THE KORRED: The description of the korred is derived and partially quoted from Thomas Keightley’s description in The World Guide to Gnomes, Fairies, Elves and Other Little People, Avenel Books, 1978, originally published in 1880 by G. Bell, London, as The Fairy Mythology. The korred are a race of small, troll-like supernatural beings whose folklore originated in Brittany.
“MY MOTHER SAID I NEVER SHOULD . . .”: This is an old schoolyard chant I learned years ago. It really does belong with a hand-clapping game.
THE BLACK DOG OF GIBBET CORNER: Inspired by “The Black Dog of Tring,” in The Ghost World, by T. F. Thistleton Dyer, London, 1893, p. 107: “[the strange dog] disappeared, seeming to vanish like a shadow, or to sink into the ground” was quoted from this source.
THE BOY ASKING FOR ALE: Inspired by the story “The Laird o’ Co,” recorded in Personnel of Fairyland, by K. M. Briggs, Alden Press, Oxford, 1953.
THE EIGHT WINDS: The weathermaster names for the eight winds are based on personifications originally invented by the ancient Greeks:
The north wind: Boreas
The northeast wind: Kaikias
The east wind: Apheliotes
The southeast wind: Euros
The south wind: Notos
The southwest wind: Lips
The west wind: Zephyros
The northwest wind: Skiron
Source: The Wonders of Weather, by Bob Crowder, Australian Bureau of Meteorology.
THE WEDDING TOAST:
Long may they live—happy may they be,
Sained in contentment and from misfortune free!

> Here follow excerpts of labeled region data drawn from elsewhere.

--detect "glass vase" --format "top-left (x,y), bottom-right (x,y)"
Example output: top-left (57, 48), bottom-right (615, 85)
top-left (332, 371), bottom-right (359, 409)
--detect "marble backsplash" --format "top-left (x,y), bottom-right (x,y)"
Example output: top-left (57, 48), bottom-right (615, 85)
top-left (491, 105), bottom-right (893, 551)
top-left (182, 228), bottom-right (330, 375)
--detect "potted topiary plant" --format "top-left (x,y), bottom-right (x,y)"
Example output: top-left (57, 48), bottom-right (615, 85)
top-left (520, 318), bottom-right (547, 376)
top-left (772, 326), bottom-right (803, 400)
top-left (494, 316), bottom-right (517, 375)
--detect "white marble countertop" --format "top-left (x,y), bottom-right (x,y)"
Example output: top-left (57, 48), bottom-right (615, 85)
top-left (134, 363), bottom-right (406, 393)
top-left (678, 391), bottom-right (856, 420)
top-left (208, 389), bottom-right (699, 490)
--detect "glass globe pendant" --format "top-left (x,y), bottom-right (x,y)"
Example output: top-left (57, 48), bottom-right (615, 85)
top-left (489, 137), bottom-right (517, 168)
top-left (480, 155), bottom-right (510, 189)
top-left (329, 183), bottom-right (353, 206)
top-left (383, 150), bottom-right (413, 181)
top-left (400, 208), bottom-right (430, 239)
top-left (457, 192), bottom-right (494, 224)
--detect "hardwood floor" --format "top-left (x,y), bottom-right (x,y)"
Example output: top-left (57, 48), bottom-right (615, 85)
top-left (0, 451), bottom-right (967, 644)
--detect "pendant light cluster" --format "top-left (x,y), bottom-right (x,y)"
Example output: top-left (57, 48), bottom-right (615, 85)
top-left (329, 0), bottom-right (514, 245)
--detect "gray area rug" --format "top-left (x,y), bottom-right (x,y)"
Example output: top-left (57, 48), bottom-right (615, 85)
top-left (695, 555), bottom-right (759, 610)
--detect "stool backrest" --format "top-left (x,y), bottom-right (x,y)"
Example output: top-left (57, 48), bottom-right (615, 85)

During the annual celebration of May Day, this rhyme (with the word “sained” replaced by “blessed”) is traditionally repeated outside the homes of the “May Queen” and her courtiers in Knutsford, Cheshire, England.
SPINNING STRAW INTO GOLD: Inspired by and partially quoted from the well-known story Tom Tit Tot: An Essay on Savage Philosophy, by Edward Clodd, Duckworth, London, 1898.
FRIDAYWEED: My lost copy of A Dictionary of Names indicates that “Friday-weed” is a spelling corruption of the Old English “Frideweard.” It is a name too enchanting to overlook.
WEATHERMASTERY: I am sincerely grateful to the knowledgeable and imaginative meteorologist John, who helpfully donated his advice when I was doing the background research on weathermastery. My advisor cannot be named because his profession is concerned with serious science; in his own words, “Clearly this is outside our normal line. Despite what some people might say about us, we try to steer away from fantasy as far as possible.” I can only hope that any meteorologists, geologists, or fulgurite experts reading this book will not be too scandalized by the spurious nature of the weather-mastery phenomena described. This is, after all, a work of fiction!
AVALLOC’S EULOGY TO WATER was partly inspired by episodes in the excellent six-part CPTV documentary Water: The Drop of Life.
BRIAR ROSES GROWING AROUND THE CUPOLA: Readers of fairy tales will recognize this motif from the wonderful story “The Sleeping Beauty,” which inspired it.
MY SINCERE THANKS to the Irish people for having such a wonderful language. The words of Irish Gaelic sound so musical, and look so beautiful when written down, that I could not resist borrowing some, although I am the first to admit that my knowledge of Irish grammar is nonexistent.